En juin, la Turquie a lancé l’opération « Griffes du Tigre » dans le nord de l’Irak, sans y avoir été invitée par Bagdad… et en dehors du cadre de l’Otan. Par ailleurs, son offensive lancée en octobre 2019 contre les milices kurdes syriennes n’a pas contribué à réduire la menace de l’État islamique… et, par extension, à en protéger l’Irak.

Quant aux tensions entre la Grèce et la Turquie, M. Stoltenberg s’est de nouveau félicité de « la mise en place d’un mécanisme militaire » visant à prévenir les risques d’incidents en Méditerranée orientale.

« Le mécanisme de déconfliction peut aider à créer un espace pour les efforts diplomatiques. J’espère fermement que les différends sous-jacents pourront désormais être résolus uniquement par le biais de négociations, dans l’esprit de la solidarité alliée et du droit international », a commenté M. Stoltenberg.

Enfin, le communiqué de l’Otan ne s’étend pas sur les discussions qu’a pu avoir M. Stoltenberg au sujet du rôle de la Turquie en Libye, en Syrie et au Haut-Karabakh…

Cela étant, sur ce dernier point, lors de la conférence de presse qu’il a donnée après s’être entretenu avec M. Cavusoglu, M. Stoltenberg a déclaré qu’il s’attend « à ce que la Turquie use de son influence pour calmer les tensions. » Et d’ajouter : « Toutes les parties doivent immédiatement cesser les combats et avancer vers une solution pacifique. »

Seulement, le ministre turc s’est assis sur l’appel lancé par M. Stoltenberg, estimant que l’Otan devrait « appeler l’Arménie à se retirer » du Haut-Karabakh, avant d’accuser Erevan de « commettre des crimes de guerre. »

En attendant, le chef de la diplomatie russe, Sergueï Lavrov, a indiqué que le groupe de Minsk prépare actuellement une « nouvelle déclaration » ainsi que des « mesures concrètes » visant à « empêcher le sang de couler ». Sans plus de précision.

En France, 176 élus, issus de fomations classées à droite, au centre et à gauche, ont appelé le président Macron à revoir « sa stratégie dans le conflit » qui oppose l’Arménie à l’Azerbaïdjan.

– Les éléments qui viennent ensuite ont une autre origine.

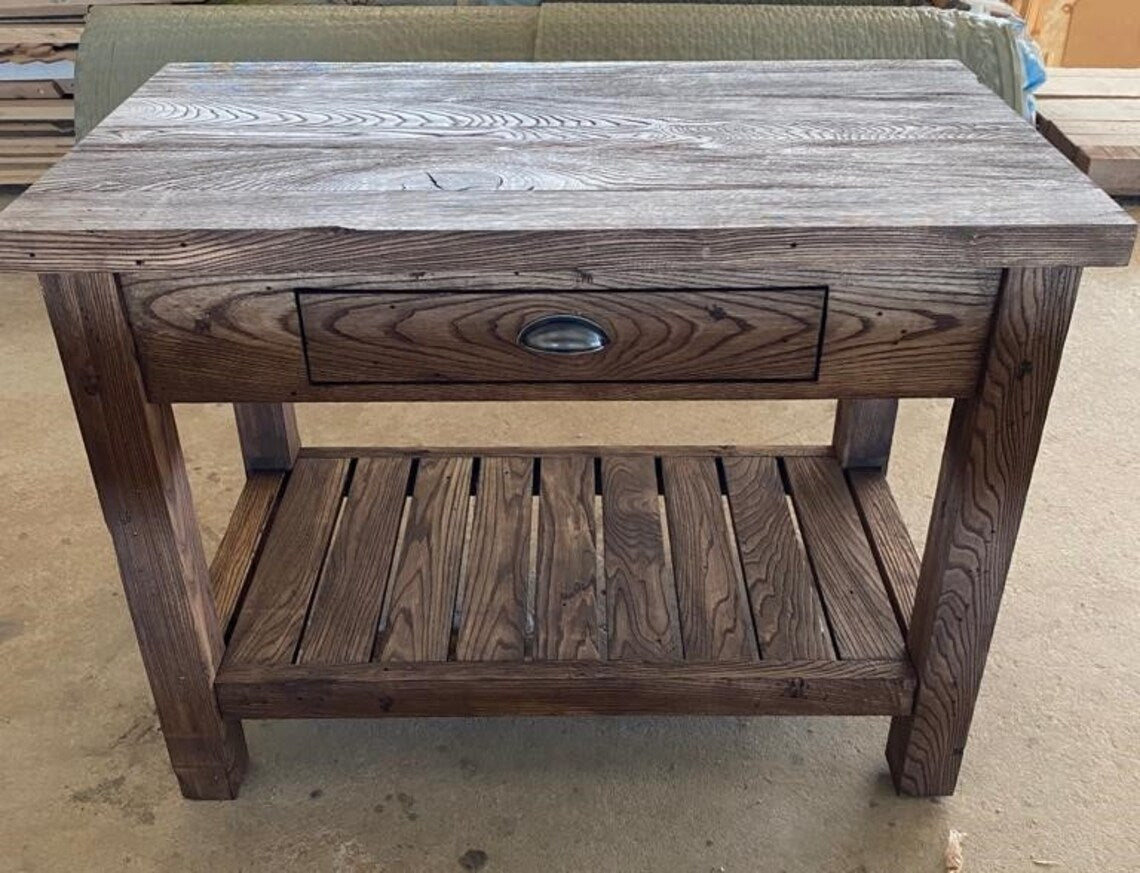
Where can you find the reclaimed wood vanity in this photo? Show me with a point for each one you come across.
(269, 234)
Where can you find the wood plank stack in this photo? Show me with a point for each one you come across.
(38, 47)
(1093, 116)
(39, 40)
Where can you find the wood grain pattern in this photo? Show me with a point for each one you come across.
(676, 335)
(715, 621)
(790, 625)
(986, 467)
(889, 540)
(493, 625)
(229, 571)
(864, 430)
(567, 688)
(423, 593)
(919, 333)
(277, 168)
(345, 608)
(566, 586)
(269, 626)
(268, 435)
(641, 598)
(858, 610)
(140, 476)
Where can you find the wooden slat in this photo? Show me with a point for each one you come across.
(856, 602)
(889, 540)
(234, 559)
(786, 605)
(715, 620)
(271, 618)
(345, 609)
(566, 595)
(422, 600)
(642, 620)
(567, 687)
(493, 625)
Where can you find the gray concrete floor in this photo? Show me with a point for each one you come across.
(1051, 775)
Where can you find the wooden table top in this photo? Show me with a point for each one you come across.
(306, 166)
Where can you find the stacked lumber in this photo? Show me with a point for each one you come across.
(38, 43)
(38, 48)
(1093, 117)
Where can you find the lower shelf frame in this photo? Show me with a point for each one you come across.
(379, 690)
(812, 566)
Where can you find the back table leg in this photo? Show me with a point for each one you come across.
(986, 466)
(864, 430)
(138, 468)
(268, 434)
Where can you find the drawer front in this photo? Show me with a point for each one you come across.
(743, 335)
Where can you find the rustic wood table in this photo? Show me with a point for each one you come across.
(265, 234)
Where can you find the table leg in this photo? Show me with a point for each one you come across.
(268, 434)
(991, 448)
(140, 476)
(864, 430)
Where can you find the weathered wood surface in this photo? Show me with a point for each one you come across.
(886, 333)
(567, 688)
(140, 476)
(278, 168)
(672, 560)
(986, 467)
(653, 336)
(1093, 117)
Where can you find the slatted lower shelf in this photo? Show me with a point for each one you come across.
(369, 584)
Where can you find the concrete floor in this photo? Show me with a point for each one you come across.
(1051, 778)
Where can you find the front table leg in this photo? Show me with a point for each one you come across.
(991, 448)
(138, 468)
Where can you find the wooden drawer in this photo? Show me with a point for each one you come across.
(633, 336)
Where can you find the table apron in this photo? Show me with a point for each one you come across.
(705, 334)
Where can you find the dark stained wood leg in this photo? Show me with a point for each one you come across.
(986, 467)
(139, 473)
(268, 434)
(864, 430)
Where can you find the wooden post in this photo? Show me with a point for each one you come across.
(138, 468)
(986, 466)
(864, 430)
(268, 434)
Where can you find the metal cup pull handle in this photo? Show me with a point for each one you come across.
(563, 334)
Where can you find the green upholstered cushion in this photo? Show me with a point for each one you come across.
(123, 46)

« Force est de constater que l’espace de neutralité dans lequel la France s’efforçait depuis plusieurs décennies de créer un chemin vers la paix n’existe plus. Il présente désormais davantage de garanties d’impunité au profit des agressions azerbaïdjanaises conduites en étroite concertation avec son allié turc, que de leviers pour rechercher une solution concertée au conflit. Pour l’ensemble de ces raisons, nous considérons que la diplomatie française doit réexaminer sa stratégie dans le conflit du Haut-Karabakh : dénoncer avec force l’agression azerbaïdjanaise et exiger l’arrêt immédiat des violences de la part de l’Azerbaïdjan sous peine d’un soutien massif aux autorités du Haut-Karabakh qui passera par la reconnaissance de leur légitimité pleine et entière », ont fait valoir ces élus dans une tribune publiée par le Journal du Dimanche.